Постепенно стали приходить в себя и все остальные. Михей тихонько стонал, пытаясь прикрыть руками лицо от Кирькиного «водолечения», силился сесть, сползти с лодки не берег. В итоге плюхнулся в воду, и Кирьяну пришлось вытаскивать его на бережок.
Хуже всех дела обстояли с Ефимием, он что-то бормотал, как в бреду, но двигаться по-прежнему не мог, и Кирьян отчаянно продолжал «отливать» старшого. И только когда Ефимий очнулся окончательно, он смог покинуть лодку, а оказавшись на суше, отползти от воды.
Пока все приходили в себя, Кирьян развёл костёр, повесил над огнём котелок с водой, заварил иван-чай, которого хватало с избытком. Потом стал отпаивать друзей горячим отваром, стаскивал с них мокрую одёжку и помогал приблизиться к костру.
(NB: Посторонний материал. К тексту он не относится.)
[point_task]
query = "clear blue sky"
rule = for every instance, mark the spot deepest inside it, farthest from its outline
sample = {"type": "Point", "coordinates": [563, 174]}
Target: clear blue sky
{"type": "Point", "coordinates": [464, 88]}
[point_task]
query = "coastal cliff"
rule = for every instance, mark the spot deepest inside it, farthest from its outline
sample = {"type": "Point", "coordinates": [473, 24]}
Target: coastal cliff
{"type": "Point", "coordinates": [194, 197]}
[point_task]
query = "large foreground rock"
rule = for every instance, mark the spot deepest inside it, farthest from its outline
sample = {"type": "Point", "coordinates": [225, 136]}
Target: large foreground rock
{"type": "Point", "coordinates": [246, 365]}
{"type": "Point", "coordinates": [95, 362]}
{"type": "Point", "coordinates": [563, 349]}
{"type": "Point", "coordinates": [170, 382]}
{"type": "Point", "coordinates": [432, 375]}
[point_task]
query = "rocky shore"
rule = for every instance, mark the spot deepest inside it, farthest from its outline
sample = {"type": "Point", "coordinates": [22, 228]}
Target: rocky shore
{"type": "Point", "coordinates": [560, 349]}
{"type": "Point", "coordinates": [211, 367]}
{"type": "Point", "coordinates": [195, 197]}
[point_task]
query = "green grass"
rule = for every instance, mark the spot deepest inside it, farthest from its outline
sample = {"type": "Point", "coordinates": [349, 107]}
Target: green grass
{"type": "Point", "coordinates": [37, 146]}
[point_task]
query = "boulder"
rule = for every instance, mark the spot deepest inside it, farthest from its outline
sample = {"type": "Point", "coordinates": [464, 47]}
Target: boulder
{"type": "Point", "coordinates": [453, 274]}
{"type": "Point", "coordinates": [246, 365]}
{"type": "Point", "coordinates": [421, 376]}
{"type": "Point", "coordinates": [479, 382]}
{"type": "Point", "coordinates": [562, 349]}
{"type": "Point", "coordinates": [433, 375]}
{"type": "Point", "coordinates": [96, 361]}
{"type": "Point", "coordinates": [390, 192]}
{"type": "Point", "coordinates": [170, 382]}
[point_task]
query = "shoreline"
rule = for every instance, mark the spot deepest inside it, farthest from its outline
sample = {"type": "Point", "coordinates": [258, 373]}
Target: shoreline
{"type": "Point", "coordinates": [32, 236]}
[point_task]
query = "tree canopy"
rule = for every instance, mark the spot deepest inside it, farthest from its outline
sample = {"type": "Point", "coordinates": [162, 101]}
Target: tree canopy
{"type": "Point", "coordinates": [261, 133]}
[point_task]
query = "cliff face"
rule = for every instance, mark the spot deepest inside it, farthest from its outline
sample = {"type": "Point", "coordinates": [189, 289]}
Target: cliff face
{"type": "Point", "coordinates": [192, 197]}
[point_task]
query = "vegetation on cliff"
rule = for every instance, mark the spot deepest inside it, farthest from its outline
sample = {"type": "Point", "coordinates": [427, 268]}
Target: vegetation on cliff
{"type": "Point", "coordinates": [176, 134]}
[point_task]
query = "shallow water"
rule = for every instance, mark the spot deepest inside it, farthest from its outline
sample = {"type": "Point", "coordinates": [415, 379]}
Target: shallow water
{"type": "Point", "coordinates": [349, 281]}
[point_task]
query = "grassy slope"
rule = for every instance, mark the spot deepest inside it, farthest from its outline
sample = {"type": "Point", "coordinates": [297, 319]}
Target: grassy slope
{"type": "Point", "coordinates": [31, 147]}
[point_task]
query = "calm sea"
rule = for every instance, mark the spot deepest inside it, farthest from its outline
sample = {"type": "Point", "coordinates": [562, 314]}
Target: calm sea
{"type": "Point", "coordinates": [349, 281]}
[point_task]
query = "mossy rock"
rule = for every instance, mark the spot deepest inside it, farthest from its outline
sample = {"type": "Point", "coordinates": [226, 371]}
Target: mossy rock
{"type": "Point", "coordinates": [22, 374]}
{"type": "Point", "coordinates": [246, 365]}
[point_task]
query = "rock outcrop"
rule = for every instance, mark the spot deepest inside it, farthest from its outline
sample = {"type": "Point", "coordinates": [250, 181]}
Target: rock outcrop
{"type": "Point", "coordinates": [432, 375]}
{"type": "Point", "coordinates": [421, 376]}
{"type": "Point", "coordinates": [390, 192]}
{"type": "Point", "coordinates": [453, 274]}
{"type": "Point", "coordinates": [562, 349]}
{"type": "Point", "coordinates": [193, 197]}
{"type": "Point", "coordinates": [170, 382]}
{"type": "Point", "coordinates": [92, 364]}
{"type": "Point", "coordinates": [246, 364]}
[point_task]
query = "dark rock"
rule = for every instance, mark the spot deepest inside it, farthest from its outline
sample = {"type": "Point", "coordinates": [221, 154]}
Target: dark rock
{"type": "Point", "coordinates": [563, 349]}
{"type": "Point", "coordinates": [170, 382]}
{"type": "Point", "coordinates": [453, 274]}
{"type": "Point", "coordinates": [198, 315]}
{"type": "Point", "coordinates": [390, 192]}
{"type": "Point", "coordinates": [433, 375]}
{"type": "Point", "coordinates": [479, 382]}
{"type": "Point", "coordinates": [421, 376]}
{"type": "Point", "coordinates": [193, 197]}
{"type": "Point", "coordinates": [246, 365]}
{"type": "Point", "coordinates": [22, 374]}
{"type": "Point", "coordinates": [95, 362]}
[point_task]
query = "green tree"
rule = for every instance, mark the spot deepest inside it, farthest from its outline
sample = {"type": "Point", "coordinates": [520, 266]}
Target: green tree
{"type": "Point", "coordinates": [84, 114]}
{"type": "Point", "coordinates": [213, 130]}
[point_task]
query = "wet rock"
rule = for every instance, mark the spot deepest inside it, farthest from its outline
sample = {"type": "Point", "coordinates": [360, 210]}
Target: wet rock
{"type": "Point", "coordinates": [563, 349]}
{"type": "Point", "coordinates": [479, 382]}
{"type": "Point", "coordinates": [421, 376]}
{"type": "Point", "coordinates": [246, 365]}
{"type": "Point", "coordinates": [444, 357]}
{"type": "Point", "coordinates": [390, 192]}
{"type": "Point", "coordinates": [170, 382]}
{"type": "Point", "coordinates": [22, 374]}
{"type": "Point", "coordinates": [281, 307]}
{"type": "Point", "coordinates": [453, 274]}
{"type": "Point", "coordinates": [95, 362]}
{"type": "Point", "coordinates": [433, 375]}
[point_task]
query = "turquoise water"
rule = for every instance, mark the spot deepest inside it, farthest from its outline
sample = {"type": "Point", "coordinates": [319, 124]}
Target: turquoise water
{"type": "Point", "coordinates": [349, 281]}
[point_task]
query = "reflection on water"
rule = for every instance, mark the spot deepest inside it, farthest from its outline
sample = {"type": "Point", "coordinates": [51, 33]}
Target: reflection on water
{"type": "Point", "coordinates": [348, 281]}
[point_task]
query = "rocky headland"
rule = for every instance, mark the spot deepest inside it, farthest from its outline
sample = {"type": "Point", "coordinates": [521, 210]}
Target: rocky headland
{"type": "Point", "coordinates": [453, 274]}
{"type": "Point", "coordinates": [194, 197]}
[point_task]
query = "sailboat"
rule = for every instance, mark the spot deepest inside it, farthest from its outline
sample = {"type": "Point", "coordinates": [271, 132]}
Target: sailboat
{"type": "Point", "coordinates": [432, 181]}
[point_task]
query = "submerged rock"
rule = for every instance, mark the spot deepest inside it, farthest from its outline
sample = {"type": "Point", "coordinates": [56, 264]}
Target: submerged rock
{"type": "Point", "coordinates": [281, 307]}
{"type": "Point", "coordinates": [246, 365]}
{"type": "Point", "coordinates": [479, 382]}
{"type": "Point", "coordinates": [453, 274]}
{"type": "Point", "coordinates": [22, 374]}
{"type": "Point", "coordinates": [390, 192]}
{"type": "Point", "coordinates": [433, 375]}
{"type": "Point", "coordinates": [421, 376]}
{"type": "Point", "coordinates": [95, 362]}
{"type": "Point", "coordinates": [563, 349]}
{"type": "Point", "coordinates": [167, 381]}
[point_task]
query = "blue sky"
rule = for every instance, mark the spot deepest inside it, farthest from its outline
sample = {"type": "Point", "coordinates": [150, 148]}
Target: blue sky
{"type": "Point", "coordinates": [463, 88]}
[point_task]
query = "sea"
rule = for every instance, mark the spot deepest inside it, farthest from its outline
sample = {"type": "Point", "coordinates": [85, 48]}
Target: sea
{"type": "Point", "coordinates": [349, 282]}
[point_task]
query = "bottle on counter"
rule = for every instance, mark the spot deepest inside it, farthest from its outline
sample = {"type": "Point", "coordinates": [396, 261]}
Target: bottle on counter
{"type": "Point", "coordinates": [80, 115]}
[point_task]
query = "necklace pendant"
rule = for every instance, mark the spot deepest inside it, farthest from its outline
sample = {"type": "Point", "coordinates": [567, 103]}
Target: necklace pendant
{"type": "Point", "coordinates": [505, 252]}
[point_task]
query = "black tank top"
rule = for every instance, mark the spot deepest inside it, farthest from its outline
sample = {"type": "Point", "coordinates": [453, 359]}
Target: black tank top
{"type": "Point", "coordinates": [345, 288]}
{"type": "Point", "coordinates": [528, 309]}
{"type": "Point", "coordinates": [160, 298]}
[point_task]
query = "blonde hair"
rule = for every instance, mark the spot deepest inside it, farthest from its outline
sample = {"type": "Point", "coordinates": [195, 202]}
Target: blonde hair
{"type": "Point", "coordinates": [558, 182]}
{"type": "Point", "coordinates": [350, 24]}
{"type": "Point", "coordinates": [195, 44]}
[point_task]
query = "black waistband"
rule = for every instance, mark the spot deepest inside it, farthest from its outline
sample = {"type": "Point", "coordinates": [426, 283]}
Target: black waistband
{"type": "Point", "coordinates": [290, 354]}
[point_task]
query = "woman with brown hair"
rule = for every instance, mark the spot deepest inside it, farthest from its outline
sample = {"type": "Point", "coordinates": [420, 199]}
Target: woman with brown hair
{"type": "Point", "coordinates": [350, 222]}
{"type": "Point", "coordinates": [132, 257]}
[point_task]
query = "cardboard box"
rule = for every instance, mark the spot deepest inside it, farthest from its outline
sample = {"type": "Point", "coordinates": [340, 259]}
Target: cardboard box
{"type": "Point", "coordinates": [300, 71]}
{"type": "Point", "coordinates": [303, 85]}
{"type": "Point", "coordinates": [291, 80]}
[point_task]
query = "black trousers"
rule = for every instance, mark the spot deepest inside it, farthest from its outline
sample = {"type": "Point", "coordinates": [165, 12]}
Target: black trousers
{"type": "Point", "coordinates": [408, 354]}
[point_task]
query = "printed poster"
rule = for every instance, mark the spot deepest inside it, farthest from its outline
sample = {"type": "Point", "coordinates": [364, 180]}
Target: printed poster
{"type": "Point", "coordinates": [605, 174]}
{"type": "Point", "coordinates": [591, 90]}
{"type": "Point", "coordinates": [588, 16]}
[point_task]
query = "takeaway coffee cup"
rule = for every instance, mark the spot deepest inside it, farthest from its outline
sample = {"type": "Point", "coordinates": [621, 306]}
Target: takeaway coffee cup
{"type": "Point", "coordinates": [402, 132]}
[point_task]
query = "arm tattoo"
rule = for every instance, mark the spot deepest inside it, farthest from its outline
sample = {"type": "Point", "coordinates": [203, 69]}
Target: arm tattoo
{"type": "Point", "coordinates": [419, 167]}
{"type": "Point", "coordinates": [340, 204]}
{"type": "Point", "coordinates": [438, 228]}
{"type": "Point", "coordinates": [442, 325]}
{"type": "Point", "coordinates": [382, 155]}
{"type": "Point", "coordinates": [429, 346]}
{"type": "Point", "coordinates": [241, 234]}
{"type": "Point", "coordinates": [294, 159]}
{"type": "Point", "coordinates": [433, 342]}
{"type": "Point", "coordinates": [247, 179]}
Прошло ещё какое-то время, и все, слава богу, очнулись от дурмана.
– Это чё такое было? Это чё? – твердил Михей, стуча зубами от холода и прихлёбывая кипяточек.
– Ты кружку-то не сломай, эвон колотишься! Гром стоит по всему лесу.
И тут острожников прорвало.
Смеяться по-настоящему сил не было: кто хихикал, кто улыбался, но все вдруг почувствовали облегчение и такую неописуемую радость оттого, что беду они всё-таки одолели, пережили пока ещё необъяснимую напасть. И Михей тоже улыбался, протянул руку к Кирьяну и похлопал его по плечу.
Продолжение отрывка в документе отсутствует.